Da un lato si immagina di percorrere la strada del credito d’imposta che assorba il bonus Renzi da 80 euro. Dall’altro non si esclude una sforbiciata secca dei contributi a carico dei lavoratori. In entrambi casi l’obiettivo è quello di consentire un rilancio dei consumi, restituendo il potere d’acquisto alle famiglie. In riferimento al quadro di finanza pubblica, va detto che volendo realizzare tutte le misure riepilogate finora, il deficit salirebbe al 3,2%. Finalità impossibile da perseguire anche se la percentuale fosse del 2,9%. Il Mef è a caccia di una quindicina di miliardi per riuscire a mantenere il disavanzo nominale tra il 2,1 e il 2,2%. A questo stanno lavorando il Ministro Gualtieri e i due vice Misiani (PD) e Castelli (M5S), sapendo che la coperta è oggettivamente corta e che si può far leva sui seguenti fattori: risparmi nell’applicazione delle due riforme bandiera del precedente governo, ovvero reddito di cittadinanza e quota cento; minor spesa per interessi grazie alla discesa dello spread; spending review; lotta all’evasione fiscale per diminuire il buco da oltre 100 miliardi nelle casse dello Stato, incentivi all’uso delle carte di credito ed estensione a tutti della fatturazione elettronica; revisioni delle deduzioni e detrazioni fiscali, sfoltendo quelle poco utili. Sarà una battaglia antideficit che verrà condotta decimale per decimale, soprattutto se consideriamo che dai Ministeri, come del resto è sempre avvenuto, non stanno arrivando tanto indicazioni su come tagliare la spesa, quanto valutazioni politiche sul come e sul perché è opportuno aumentarla.

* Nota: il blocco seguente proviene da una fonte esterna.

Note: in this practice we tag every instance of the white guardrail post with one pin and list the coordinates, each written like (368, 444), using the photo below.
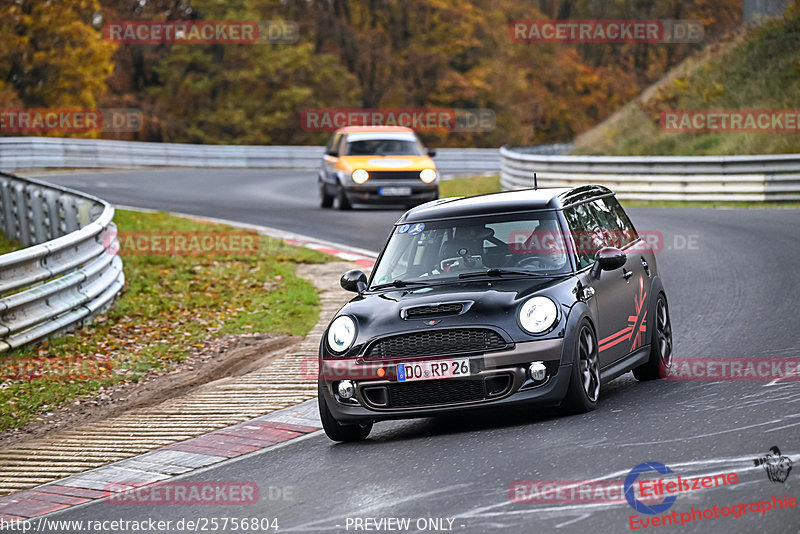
(774, 178)
(66, 275)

Aggiungiamo qualche altra considerazione. L’attenzione al Sud del nuovo esecutivo è certamente un fattore positivo, ma non dimentichiamoci che è di straordinaria importanza garantire la coesione sociale nazionale. Per favorire la crescita bisogna puntare ad un nuovo piano infrastrutturale al Sud, ma anche dimostrare attenzione nei confronti del Nord che detiene una quota parta rilevante del Pil. Il 35% del prodotto lordo viene da Lombardia e Veneto. Un dato che sale al 40% se si aggiunge il Piemonte e al 50% se si fa riferimento anche all’Emilia Romagna. Nei primi sette mesi del 2019, guardando ai dati sul commercio estero, delega opportunamente passata al Ministero degli Esteri (oggi guidato da Luigi Di Maio), l’aumento su base annua dell’export pari al 3,2% è stato determinato soprattutto dalla vendita di prodotti farmaceutici, chimici e medicali (quasi il 28%). In posizione molto più arretrata si collocano i prodotti dell’abbigliamento e quelli alimentari. Il Nord manifatturiero è, dunque, in una condizione di difficoltà. Un Settentrione più forte giova all’Italia esattamente come giova un Meridione più competitivo e con una maggiore capacità di superare i ritardi nella realizzazione delle opere pubbliche. Ritardi che il direttore generale di Bankitalia, parlando sabato a Foggia, ha quantificato nel 70% dei progetti avviati, per un valore di 2 miliardi di euro.

C’è da augurarsi che la prossima manovra economica scacci nelle retrovie le tentazioni elettoralistiche del recente passato e guardi con decisione alla prospettiva medio-lunga. Non aspettiamoci rivoluzioni, ma segnali chiari della direzione di marcia. E ciò al netto del dibattito, che pure ha una sua logica economica ed una causa nobile (l’istruzione e la buona alimentazione), sulla tassa da applicare a chi fa uso di bibite e merendine. Dibattito interessante, ma che da solo non risolve i problemi economici dell’Italia.